Nella popolazione complessiva ITT non è stato raggiunto un beneficio statisticamente significativo a favore del trattamento sperimentale rispetto al braccio di controllo (Hazard Ratio 0.85, intervallo di confidenza al 95% 0.69-1.04). La metanalisi presenta un’eterogeneità elevata (determinata sostanzialmente dal risultato del pembrolizumab, nettamente diverso rispetto agli altri tre).

Le analisi di sottogruppo hanno evidenziato un beneficio significativo in termini di DFS:

  • nel sottogruppo dei pazienti selezionati per l’espressione di PDL1 Hazard Ratio 0.72, intervallo di confidenza 0.55-0.94);
  • nel sottogruppo dei pazienti a rischio intermedio-alto (Hazard Ratio 0.77, intervallo di confidenza al 95% 0.63 - 0.94);
  • nei pazienti con componente sarcomatoide all’esame istologico Hazard Ratio 0.66, intervallo di confidenza al 95% 0.43 - 0.99).

Gli autori, commentando i risultati sopra sintetizzati, sottolineano che, a differenza del singolo studio condotto con il pembrolizumab, la metanalisi di tutti i 4 studi che hanno testato un trattamento immunoterapico non produce un risultato complessivo statisticamente significativo. Peraltro, a giudizio degli autori, i risultati positivi documenti dalle analisi di sottogruppo in alcune tipologie specifiche di pazienti (rischio intermedio-alto, istologia sarcomatoide, casi con espressione di PDL1) impongono una riflessione sulla necessità di “personalizzare” le scelte terapeutiche, prendendo in considerazione l’eventuale indicazione al trattamento adiuvante in alcuni pazienti e non in altri.

Va detto che l’interpretazione di questi risultati è molto complessa. I farmaci testati nei 4 studi sono “simili” per meccanismo d’azione, e questo rende poco plausibile che solo uno dei 4 trattamenti testati funzioni e gli altri no.

Le differenti proporzioni di pazienti con varie caratteristiche nei diversi studi bastano a giustificare il differente risultato osservato? O la spiegazione più probabile è che le differenze siano casuali? Non è facile dirlo, e non è facile capire quale peso dare alle analisi di sottogruppo nella decisione terapeutica, anche considerando il fatto che si basano solo su una parte degli studi, essendo molte informazioni non disponibili in tutti. Inoltre, l'ideale sarebbe indagare l'eventuale interazione significativa tra una certa caratteristica (es. PDL1 assente oppure presente) e l'efficacia del trattamento, mentre i risultati presentati nel lavoro descrivono (chiaramente con intento esploratorio) l'efficacia del trattamento nei singoli sottogruppi (es. PDL1 elevato), sottolineando la significatività ottenuta in alcuni e non in altri. 

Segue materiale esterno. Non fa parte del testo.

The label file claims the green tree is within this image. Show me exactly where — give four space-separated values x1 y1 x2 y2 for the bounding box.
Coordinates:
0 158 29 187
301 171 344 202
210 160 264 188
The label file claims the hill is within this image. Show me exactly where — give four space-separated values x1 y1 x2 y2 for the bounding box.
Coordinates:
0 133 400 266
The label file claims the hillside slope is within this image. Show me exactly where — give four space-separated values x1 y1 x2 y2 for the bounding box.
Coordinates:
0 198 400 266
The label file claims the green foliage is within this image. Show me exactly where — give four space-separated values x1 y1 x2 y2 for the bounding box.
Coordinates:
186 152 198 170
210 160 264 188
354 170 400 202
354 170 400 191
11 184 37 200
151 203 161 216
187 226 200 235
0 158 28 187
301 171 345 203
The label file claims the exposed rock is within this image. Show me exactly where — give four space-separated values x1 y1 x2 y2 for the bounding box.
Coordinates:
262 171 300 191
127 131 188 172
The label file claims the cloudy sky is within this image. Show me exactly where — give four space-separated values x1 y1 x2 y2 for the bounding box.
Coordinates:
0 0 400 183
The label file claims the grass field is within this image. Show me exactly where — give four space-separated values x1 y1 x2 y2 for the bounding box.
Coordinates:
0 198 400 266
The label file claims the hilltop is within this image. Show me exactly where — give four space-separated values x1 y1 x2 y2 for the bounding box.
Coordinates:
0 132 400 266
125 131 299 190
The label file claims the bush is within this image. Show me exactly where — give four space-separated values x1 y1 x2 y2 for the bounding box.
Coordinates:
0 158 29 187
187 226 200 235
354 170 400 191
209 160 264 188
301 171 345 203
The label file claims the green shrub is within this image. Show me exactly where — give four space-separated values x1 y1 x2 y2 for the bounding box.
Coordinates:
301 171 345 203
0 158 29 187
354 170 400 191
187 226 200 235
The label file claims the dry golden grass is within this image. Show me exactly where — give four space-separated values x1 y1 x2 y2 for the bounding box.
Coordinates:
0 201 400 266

In questi casi, si dice sempre che le analisi di sottogruppo andrebbero usate per generare ipotesi, ma è oggettivamente difficile disegnare e condurre ulteriori studi, nel setting adiuvante, sia con trattamenti eventualmente già approvati come il pembrolizumab (che ha ricevuto approvazione EMA e che già è considerato il braccio di controllo dei futuri studi),  sia (a maggior ragione) con trattamenti che abbiano prodotto risultati negativi negli studi registrativi. Quindi, è molto difficile produrre ulteriori evidenze prospettiche che chiariscano i dubbi generati dalle analisi di sottogruppo.